Oracle 10, Solaris and ZFS

Hello,
I'm planning to run Oracle 10 under Solaris 10 with a ZFS filesystem. Is Oracle 10 compatible with ZFS? The Solaris-ARC-process uses most of the available memory (RAM) for caching purposes. As other processes demand more memory, ARC releases it. Is such a dynamic memory allocation compatible with Oracle or does Oracle need fixed memory allocations?
Thanks,
- Karl-Josef

In principle all should be fine. ZFS obeys all filesystem semantics, and Oracle will access it through the normal filesystem APIs. I'm not sure if Oracle need to officially state that they are compatible with ZFS. I would have thought it was the other way around - ZFS needs to state it is a fully compatible file system, and so any application will work on it.
ZFS has many neat design features in it. But be aware - it is a write only file system! It never updates an existing block on disk. Instead it writes out a new block in a new location with the updated data in it, and also writes out new parent inode blocks that point to this block, and so on. This has some benefits around snapshotting a file system, and providing fallback recovery or quick recovery in the event of a system crash. However, one update in one data block can cause a cascaded series of writes of many blocks to the disk.
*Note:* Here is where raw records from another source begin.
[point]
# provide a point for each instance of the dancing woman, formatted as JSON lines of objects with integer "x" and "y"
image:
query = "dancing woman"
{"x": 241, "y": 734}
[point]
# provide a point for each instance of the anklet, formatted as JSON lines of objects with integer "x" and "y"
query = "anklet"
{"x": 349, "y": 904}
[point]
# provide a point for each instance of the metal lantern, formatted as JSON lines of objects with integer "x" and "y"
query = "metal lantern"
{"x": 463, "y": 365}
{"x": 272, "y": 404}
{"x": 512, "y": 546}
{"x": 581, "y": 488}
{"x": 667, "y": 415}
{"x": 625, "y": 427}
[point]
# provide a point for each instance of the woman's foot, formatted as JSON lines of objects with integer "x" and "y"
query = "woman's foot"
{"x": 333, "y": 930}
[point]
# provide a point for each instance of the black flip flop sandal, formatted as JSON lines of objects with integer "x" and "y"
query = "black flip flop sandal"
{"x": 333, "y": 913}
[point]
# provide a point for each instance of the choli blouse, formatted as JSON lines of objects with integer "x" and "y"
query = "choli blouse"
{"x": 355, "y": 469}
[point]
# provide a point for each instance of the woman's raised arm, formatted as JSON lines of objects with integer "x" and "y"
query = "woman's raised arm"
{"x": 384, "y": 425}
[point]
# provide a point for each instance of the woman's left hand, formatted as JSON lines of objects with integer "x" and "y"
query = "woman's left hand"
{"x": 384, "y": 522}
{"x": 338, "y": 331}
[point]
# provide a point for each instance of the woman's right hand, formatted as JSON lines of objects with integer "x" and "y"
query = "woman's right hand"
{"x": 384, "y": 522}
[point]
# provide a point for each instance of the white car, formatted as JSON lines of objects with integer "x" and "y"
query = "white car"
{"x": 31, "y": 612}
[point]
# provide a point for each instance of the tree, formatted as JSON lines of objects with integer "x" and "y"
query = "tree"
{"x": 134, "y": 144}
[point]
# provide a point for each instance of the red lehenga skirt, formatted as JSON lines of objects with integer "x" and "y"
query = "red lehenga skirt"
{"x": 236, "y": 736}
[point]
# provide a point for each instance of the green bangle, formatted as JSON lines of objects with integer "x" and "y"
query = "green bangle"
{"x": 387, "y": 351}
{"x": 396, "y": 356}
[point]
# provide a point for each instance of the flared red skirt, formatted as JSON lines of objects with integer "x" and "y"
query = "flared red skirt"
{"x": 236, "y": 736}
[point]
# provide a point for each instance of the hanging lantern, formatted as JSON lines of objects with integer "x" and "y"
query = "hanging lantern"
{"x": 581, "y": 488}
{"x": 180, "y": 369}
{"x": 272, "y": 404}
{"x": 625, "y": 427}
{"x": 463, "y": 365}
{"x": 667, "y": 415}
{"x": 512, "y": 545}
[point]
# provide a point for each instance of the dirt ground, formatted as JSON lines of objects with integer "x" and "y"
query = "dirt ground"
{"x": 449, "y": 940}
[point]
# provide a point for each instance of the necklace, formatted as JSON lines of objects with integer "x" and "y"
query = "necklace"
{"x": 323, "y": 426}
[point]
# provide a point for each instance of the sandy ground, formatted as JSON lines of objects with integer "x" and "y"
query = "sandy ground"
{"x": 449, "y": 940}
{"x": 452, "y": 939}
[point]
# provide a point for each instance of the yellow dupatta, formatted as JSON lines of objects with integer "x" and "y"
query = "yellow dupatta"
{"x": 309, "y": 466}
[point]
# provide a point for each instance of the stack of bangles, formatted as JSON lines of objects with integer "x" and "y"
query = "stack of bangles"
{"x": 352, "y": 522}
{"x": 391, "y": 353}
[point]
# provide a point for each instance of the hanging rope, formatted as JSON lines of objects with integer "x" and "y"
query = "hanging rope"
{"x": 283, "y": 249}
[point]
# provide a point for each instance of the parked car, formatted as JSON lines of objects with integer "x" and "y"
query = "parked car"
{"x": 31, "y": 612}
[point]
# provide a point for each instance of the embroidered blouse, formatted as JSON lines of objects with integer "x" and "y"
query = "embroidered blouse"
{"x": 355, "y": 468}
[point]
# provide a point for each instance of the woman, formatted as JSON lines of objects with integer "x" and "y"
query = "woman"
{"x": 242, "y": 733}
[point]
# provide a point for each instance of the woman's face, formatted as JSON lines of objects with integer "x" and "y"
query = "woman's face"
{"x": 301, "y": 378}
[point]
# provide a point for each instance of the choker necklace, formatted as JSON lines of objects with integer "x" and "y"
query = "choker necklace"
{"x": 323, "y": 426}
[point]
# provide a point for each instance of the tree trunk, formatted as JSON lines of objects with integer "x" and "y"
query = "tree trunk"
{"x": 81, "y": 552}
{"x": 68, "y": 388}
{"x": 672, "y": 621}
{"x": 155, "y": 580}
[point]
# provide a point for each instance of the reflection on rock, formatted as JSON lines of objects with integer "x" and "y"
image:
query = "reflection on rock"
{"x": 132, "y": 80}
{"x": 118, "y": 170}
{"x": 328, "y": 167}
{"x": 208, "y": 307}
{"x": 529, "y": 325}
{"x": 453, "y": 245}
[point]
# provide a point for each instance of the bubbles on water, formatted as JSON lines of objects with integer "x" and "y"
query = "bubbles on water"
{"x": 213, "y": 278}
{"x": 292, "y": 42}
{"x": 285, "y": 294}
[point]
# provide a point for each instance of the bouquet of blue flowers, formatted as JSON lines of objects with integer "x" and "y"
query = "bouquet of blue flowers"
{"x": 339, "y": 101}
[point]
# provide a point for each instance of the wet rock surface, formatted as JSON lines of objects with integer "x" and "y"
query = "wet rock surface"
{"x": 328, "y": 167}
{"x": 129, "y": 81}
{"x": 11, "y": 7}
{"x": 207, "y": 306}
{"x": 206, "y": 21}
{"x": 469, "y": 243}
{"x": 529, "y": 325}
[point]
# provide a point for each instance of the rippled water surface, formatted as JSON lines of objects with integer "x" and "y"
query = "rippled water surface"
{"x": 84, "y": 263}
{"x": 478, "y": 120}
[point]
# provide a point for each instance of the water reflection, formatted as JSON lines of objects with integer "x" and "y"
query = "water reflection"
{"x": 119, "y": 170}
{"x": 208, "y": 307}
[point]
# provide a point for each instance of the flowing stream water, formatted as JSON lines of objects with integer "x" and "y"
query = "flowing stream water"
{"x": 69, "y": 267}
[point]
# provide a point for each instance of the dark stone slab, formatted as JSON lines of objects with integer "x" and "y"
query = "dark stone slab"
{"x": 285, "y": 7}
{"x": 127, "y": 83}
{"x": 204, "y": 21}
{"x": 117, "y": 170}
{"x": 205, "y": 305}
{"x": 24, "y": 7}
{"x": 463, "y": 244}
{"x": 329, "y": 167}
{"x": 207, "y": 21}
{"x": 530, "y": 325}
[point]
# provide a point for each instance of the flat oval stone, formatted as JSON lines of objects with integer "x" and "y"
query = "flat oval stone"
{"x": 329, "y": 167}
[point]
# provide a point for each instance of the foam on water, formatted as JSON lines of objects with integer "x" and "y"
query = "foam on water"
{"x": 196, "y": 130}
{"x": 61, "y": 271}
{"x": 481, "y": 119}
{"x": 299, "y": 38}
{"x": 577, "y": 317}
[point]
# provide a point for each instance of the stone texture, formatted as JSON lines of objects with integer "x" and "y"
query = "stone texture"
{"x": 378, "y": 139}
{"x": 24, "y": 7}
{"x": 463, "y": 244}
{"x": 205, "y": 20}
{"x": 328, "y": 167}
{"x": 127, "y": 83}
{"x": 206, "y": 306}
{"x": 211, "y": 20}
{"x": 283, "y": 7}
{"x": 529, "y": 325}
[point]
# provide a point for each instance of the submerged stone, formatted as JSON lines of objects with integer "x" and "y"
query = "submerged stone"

This can have a major impact if you put your redo logs on ZFS. You need to consider this, and if possible do some comparison tests between ZFS and UFS with logging and direct I/O. Redo log writes on COMMIT are synchronous and must go all the way to the disk device itself. This could cause ZFS to have to do many physical disk writes, just for writing one redo log block.
Oracle needs its SGA memory up front, permanently allocated. Solaris should handle this properly, and release as much filesystem cache memory as needed when the Oracle shared memory is allocated. If it doesn't then Sun have messed up big time. But I cannot imagine this, so I am sure your Oracle SGA will be created fine.
I like the design of ZFS a lot. It has similarities with Oracle's ASM - a built in volume manager that abstracts underlying raw disks to a pool of directly useful storage. ASM abstracts to pools for database storage objects, ZFS abstracts to pools for filesystems. Much better than simple volume managers that abstract raw disks to just logical disks. You still end up with disks, and other management issues. I'm still undecided as to whether it makes sense to store an OLTP database on it that needs to process a high transaction rate, given the extra writes incurred by ZFS.
I also assume you are going to use an 8 KB database block size to match the filesystem block size? You don't want small database writes leading to bigger ZFS writes, and vice versa.